Brick-and-mortar benefits
Keeping drugstores open is a matter of protecting patients, the lawmakers behind these reforms say.
The vanishing number of retail pharmacies — accelerated by Rite Aid’s collapse last year — has forced patients to travel farther to pick up medications, possibly leading them to fill their prescriptions late or not at all. Studies have shown that poor adherence to prescription drug regimens can worsen chronic conditions and create a higher likelihood of hospitalization.
Mail-order pharmacies can fill some of this gap. But pharmacists at brick-and-mortar locations argue online options leave out some of the education and relationship-building that are critical to patients’ well-being. Without proper guidance, people can use prescription medications in surprising and dangerous ways.
Retail pharmacies also provide clinical services, like vaccines and cholesterol checks, that otherwise are available only at doctors’ offices and clinics. Leaning into this care represents one path forward for drugstores, in Berenbrok’s view.
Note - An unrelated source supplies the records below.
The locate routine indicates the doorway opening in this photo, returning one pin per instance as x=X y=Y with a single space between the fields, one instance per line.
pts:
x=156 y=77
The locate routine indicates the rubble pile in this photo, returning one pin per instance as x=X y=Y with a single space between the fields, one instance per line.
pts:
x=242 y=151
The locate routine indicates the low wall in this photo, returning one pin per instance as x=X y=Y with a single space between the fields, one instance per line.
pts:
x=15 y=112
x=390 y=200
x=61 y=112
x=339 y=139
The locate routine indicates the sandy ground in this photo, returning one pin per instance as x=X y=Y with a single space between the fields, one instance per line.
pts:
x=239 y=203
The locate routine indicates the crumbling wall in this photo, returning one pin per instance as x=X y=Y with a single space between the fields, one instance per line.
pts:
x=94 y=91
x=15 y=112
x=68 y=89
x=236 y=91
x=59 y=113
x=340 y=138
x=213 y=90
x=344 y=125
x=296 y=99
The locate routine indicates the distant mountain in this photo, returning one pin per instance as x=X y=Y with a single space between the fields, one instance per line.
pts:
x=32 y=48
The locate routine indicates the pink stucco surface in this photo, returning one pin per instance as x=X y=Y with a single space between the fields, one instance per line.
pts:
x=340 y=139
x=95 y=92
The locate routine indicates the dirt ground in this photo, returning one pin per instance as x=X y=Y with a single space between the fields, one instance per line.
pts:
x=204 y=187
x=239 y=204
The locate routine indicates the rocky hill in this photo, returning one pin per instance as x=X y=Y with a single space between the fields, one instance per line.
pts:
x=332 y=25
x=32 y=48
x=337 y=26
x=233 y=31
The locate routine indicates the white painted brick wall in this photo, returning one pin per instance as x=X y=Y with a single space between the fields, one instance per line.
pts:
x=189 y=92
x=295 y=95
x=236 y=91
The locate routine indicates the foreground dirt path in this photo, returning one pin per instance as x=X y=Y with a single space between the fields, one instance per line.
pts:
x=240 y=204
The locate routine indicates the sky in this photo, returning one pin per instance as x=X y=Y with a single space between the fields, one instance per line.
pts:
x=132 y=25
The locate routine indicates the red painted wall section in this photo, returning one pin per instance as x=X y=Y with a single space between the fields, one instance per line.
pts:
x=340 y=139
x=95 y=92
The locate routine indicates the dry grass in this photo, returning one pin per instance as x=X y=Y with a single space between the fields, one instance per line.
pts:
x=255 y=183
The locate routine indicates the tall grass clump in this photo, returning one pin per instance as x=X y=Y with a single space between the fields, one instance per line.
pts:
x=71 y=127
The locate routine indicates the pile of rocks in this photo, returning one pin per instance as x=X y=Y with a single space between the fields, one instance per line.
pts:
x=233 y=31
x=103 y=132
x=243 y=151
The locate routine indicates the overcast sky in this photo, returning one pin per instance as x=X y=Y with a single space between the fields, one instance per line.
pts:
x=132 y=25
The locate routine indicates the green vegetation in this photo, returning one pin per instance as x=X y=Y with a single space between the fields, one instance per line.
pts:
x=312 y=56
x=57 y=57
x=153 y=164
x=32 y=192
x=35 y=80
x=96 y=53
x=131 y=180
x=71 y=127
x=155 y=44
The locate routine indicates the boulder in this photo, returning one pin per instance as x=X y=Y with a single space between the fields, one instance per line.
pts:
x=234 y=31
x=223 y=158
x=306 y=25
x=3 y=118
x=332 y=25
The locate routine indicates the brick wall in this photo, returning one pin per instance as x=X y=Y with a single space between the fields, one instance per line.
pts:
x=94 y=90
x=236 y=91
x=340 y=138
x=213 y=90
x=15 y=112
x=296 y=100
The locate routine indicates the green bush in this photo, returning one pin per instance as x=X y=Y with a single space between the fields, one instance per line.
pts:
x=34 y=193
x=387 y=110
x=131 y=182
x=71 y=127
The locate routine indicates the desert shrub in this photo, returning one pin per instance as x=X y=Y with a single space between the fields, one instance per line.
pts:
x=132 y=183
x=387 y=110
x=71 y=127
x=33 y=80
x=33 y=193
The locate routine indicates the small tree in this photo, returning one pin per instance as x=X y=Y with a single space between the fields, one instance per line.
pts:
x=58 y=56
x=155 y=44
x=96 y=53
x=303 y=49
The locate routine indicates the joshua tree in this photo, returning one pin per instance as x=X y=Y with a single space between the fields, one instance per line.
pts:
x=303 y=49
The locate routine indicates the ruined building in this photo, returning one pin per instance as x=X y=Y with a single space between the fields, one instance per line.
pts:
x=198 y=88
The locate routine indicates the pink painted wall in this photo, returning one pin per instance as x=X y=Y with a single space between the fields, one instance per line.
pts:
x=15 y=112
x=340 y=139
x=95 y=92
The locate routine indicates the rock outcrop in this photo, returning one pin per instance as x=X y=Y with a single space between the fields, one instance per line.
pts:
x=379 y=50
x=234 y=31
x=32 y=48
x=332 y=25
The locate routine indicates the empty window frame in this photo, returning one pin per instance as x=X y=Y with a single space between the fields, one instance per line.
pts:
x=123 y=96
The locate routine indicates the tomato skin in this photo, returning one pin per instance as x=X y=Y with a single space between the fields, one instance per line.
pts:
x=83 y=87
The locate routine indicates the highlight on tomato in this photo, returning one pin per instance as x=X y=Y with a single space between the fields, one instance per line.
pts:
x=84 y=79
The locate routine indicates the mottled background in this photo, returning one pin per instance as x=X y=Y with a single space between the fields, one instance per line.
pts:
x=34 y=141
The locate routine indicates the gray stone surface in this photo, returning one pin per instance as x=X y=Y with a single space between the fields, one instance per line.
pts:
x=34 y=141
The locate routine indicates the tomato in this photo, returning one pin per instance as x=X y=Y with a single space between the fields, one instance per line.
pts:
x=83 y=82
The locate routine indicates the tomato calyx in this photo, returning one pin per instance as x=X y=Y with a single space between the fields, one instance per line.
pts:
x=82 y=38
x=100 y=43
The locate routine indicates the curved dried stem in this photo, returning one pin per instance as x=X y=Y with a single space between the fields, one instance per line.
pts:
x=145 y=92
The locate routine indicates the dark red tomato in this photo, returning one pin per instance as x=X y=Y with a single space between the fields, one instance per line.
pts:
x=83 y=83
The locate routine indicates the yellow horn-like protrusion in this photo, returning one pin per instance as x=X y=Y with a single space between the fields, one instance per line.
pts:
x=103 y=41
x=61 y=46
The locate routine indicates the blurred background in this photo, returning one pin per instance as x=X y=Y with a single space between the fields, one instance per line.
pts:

They also have more opportunities these days to bill insurers for the counseling they provide patients.
“I think that’s something that’s really going to help move the needle for pharmacies to have a sustainable business model,” Berenbrok said.
No control
The “Big 3” — CVS Health’s Caremark, UnitedHealth’s OptumRx and Cigna’s Express Scripts — oversee about 80% of the prescriptions in the U.S., giving them the leverage to offer take-it-or-leave-it contracts to pharmacies. There’s little room for pharmacies to bargain for better reimbursement rates. Express Scripts administers prescription benefits for UPMC and Highmark members, making its business especially vital to Western Pennsylvania pharmacies.
“The sky is always falling in our industry because we control nothing,” said Pat Lavella, co-owner of Hilltop Pharmacy in Pittsburgh’s Allentown neighborhood.
Making noise about their struggles has proven somewhat effective for pharmacies, though. State and federal reforms were driven, in part, by relentless advocacy from pharmacies. Act 77’s complaint portal provides a more formal channel for them to draw attention to benefit managers’ practices that they believe are unfair.
Benefit managers also have taken voluntary steps to ease the pressure on independent pharmacies, according to the Pharmaceutical Care Management Association. Many of the major benefit managers are expanding reimbursements for clinical services and giving employers the option to select a payment model that’s more predictable for pharmacies, the group says.
One of the biggest boons to pharmacies has been a piece of the 2022 Inflation Reduction Act that went into effect at the start of this year. If benefit manager reimbursements fall short, drug manufacturers must make pharmacies whole for dispensing 10 medications commonly prescribed to Medicare beneficiaries, including blood thinner Eliquis.
“Before last year, we were losing $60 when we filled a prescription for that,” Wilson said. “This year, we’re making $17.”
More legislation could be coming, like a proposal from three Republican state senators that would empower the state Attorney General’s Office to review contract renewals and terminations between benefit managers and pharmacies to assess their impact on the surrounding community. The office would also be able to pursue legal action against benefit managers.
Bills introduced this year in the Legislature would move the state to a single pharmacy benefit manager for its entire Medicaid program. The chosen company would not be allowed to use spread pricing or steer patients to pharmacies under its control.
“I’m hopeful we could move another piece of legislation,” said state Sen. Lindsey Williams, D-West View, who co-sponsors one of these bills. “I don’t think anybody thinks Act 77 was a fix-all.”